SINGAPORE - While watching documentaries about farmed animals with her family years ago, four-year-old Uma Tay was saddened by the plight of cooped-up cows and chickens.
"I wondered why the farms were so crowded and why they were crammed together. Do they even get to see the sun? Do they just spend their lives being caged? All they do is produce food (for people)," she said in an interview with The Straits Times on Wednesday (Aug 4).
Growing up, Ms Tay wondered if there were more sustainable, cleaner ways to produce food.
Her opportunity came in university when she made 3D-printed vegan salmon using pureed red lentils and pea protein.
The 23-year-old is one of 69 young aspiring scientists who received scholarships from the Agency for Science, Technology and Research (A*Star) on Wednesday.
This year marks 20 years of the A*Star scholarships, with more than 1,700 PhD holders and postdoctoral scientists emerging through its scholarships and fellowships.
Ms Tay received the A*Star Graduate Scholarship, and will be pursuing a PhD in food science and technology at the National University of Singapore (NUS).
Wanting to create plant-based "fish" that has the same flaky and layered texture as real fish, she worked on 3D-printing salmon as part of her final-year undergraduate project at NUS.
She felt that plant-based foods could go beyond bite-size canned mock meat, which may not have the same texture as real meat.
The red lentils replace the fish flesh, while the white pea protein acts as the connective tissue. Printed in alternating layers, the "fish" imitates the pink and white patterns that salmon is known for.

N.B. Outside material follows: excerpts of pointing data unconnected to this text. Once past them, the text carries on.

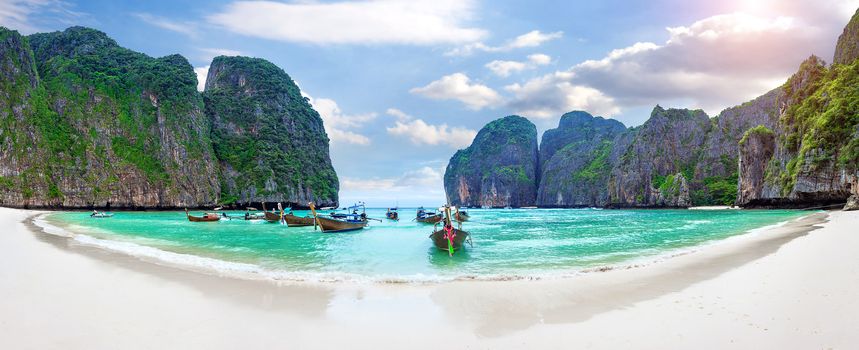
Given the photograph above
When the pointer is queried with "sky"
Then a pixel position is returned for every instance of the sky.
(401, 85)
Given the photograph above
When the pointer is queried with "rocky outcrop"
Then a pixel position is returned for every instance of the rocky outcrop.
(86, 123)
(847, 48)
(756, 150)
(271, 144)
(499, 168)
(97, 125)
(655, 168)
(816, 152)
(852, 203)
(576, 161)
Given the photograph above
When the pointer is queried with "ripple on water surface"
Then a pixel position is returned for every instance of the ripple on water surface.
(527, 242)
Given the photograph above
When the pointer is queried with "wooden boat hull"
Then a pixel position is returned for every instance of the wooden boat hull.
(297, 221)
(331, 225)
(271, 217)
(442, 243)
(430, 219)
(203, 218)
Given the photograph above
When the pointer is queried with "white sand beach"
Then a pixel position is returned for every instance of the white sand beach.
(794, 286)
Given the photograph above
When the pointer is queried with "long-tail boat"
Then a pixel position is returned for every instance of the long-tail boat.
(427, 217)
(100, 215)
(392, 214)
(272, 216)
(207, 217)
(333, 225)
(449, 238)
(461, 215)
(298, 221)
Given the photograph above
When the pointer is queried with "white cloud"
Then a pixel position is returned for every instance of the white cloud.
(540, 59)
(459, 87)
(337, 123)
(420, 132)
(713, 63)
(533, 38)
(18, 14)
(186, 28)
(553, 94)
(416, 22)
(202, 73)
(420, 186)
(400, 115)
(505, 68)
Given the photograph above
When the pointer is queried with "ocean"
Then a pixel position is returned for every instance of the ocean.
(507, 244)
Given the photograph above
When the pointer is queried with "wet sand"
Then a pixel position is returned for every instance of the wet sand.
(793, 286)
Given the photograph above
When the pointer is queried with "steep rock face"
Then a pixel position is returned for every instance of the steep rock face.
(270, 142)
(97, 125)
(816, 153)
(499, 168)
(756, 150)
(654, 169)
(576, 161)
(716, 173)
(847, 48)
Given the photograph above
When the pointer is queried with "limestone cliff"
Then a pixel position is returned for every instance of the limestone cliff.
(815, 153)
(815, 156)
(499, 168)
(271, 144)
(654, 170)
(576, 161)
(86, 123)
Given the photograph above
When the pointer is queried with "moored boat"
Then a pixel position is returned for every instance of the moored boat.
(449, 238)
(298, 221)
(461, 215)
(207, 217)
(272, 216)
(392, 214)
(100, 215)
(427, 217)
(334, 225)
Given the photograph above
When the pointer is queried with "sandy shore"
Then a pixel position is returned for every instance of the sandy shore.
(789, 287)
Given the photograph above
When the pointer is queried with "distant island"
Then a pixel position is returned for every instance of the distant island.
(796, 146)
(87, 123)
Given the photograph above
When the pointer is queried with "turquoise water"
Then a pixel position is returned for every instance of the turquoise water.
(519, 242)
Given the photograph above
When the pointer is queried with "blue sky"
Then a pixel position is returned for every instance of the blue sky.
(402, 85)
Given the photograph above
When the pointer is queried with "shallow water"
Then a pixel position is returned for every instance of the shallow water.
(521, 242)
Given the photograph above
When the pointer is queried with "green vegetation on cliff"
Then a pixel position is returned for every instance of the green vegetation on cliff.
(498, 169)
(268, 138)
(820, 125)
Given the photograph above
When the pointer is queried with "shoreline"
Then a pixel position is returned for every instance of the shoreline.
(201, 263)
(747, 293)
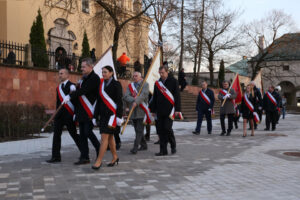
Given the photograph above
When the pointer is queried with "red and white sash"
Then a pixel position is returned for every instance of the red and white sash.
(169, 97)
(207, 100)
(224, 92)
(113, 120)
(69, 106)
(272, 99)
(148, 119)
(88, 107)
(251, 108)
(204, 97)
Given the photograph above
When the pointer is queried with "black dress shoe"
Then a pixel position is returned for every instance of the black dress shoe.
(161, 154)
(143, 148)
(173, 151)
(118, 146)
(96, 168)
(196, 132)
(113, 163)
(82, 162)
(133, 151)
(53, 160)
(147, 137)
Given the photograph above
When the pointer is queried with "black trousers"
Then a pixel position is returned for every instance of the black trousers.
(235, 120)
(165, 132)
(139, 134)
(230, 122)
(207, 114)
(58, 127)
(117, 138)
(271, 117)
(86, 131)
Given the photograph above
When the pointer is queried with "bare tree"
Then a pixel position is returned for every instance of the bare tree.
(162, 11)
(264, 32)
(181, 35)
(219, 34)
(120, 17)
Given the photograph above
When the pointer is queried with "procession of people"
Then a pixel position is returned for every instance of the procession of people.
(96, 101)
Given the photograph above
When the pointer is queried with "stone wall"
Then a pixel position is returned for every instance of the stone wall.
(32, 86)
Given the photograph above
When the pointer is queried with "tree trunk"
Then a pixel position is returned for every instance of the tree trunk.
(181, 37)
(196, 59)
(201, 38)
(211, 67)
(161, 47)
(115, 44)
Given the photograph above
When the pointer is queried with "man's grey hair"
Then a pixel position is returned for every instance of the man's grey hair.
(225, 81)
(139, 73)
(164, 67)
(88, 61)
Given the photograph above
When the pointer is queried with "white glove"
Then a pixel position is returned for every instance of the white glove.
(227, 96)
(94, 122)
(66, 99)
(72, 88)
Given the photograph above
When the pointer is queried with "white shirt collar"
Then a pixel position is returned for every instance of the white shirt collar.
(65, 82)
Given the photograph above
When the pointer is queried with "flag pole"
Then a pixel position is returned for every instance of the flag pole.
(229, 89)
(104, 53)
(149, 70)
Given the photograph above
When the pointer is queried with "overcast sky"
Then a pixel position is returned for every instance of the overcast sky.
(256, 9)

And to ensure that her plant-based fish is not compromised on the high levels of Omega-3 that salmon is famed for, Ms Tay blended her lentil puree with camelina oil, which is rich in Omega-3.
The "fish" also comes in the same shape and size as a regular salmon, thanks to a computer-aided model that Ms Tay designed with a software that the food 3D-printer could follow.
Her plant-based salmon earned her the outstanding undergraduate researcher prize in NUS. And a local company is interested to license her technology to produce plant-based "salmon" and "pork belly".
Ms Tay's PhD research will focus on unlocking gelling agents from plants such as soya, lentils and legumes - to replace gelatin derived from animal body parts.
Gelatin is a gel-like food ingredient commonly found in gummy bears, pasta and salad dressing.
"In a more sustainable way, we want to use plant proteins that can resemble the gelling behaviour of gelatin," Ms Tay added.
Another A*Star graduate scholarship recipient is Mr Umar Mohamad Sahari, 25, who has spent the past year helping with the nation's daily efforts to process Covid-19 swab samples and identify positive cases.
Since June last year, he has been overseeing 40 lab technicians at a Covid-19 testing facility set up by A*Star and the National University Health System, called the Stronghold Diagnostics Lab.
He is in charge of the lab's work processes and ensures that the processing of samples is done smoothly, with protocols in place.
When Mr Umar started out at the job, the discomfort of wearing personal protective equipment and sweating profusely between seven and nine hours a day was an issue, but he and his colleagues got used to it over time.
The biomedical sciences graduate had done labwork with other living things before, but he had never worked with infectious specimens before this.
Therefore, he had the initial fear of accidentally getting infected while handling the swabs in the lab.
Sometimes, the lab was hit with a higher workload when more batches of swab samples arrived without a heads-up, especially during periods when testing was in full swing.
During those times, he had to adjust the lab's manpower and switch to automation to speed up some of the lab's workflow.
Mr Umar will be pursuing a PhD at the NUS Yong Loo Lin School of Medicine, where he will focus on rare genetic diseases.
"Rare diseases such as frontonasal dysplasia don't get much attention from many pharmaceutical companies and other labs," he noted.
Frontonasal dysplasia is a rare disorder that leads to abnormalities in the head and face before birth.
"By understanding the origins of such diseases and how they affect the body, you can use that knowledge for more common diseases such as cancer," he said.
National Science Scholarship recipient Summer Li grew up doing science experiments with her mother, a former researcher who developed test kits for diseases such as dengue, hepatitis E and tuberculosis.
Mother and daughter, then nine, had a secret lab at home - in a spare bathroom - equipped with a microscope, pipette, beaker and a weighing machine.
"My mum purchased a book titled 500 Fun Experiments For Your Kids, and we would work on the experiments," said Ms Li, 20.
She also has fond memories of collecting water samples at the beach with her mum, to run them through the microscope.
"Sometimes we did not see anything, but when we finally did, it was incredible to see the micro-organisms moving about under the microscope. These 'eureka' moments hence fuelled my interest in biology."
Ms Li will be reading biological sciences at Imperial College London.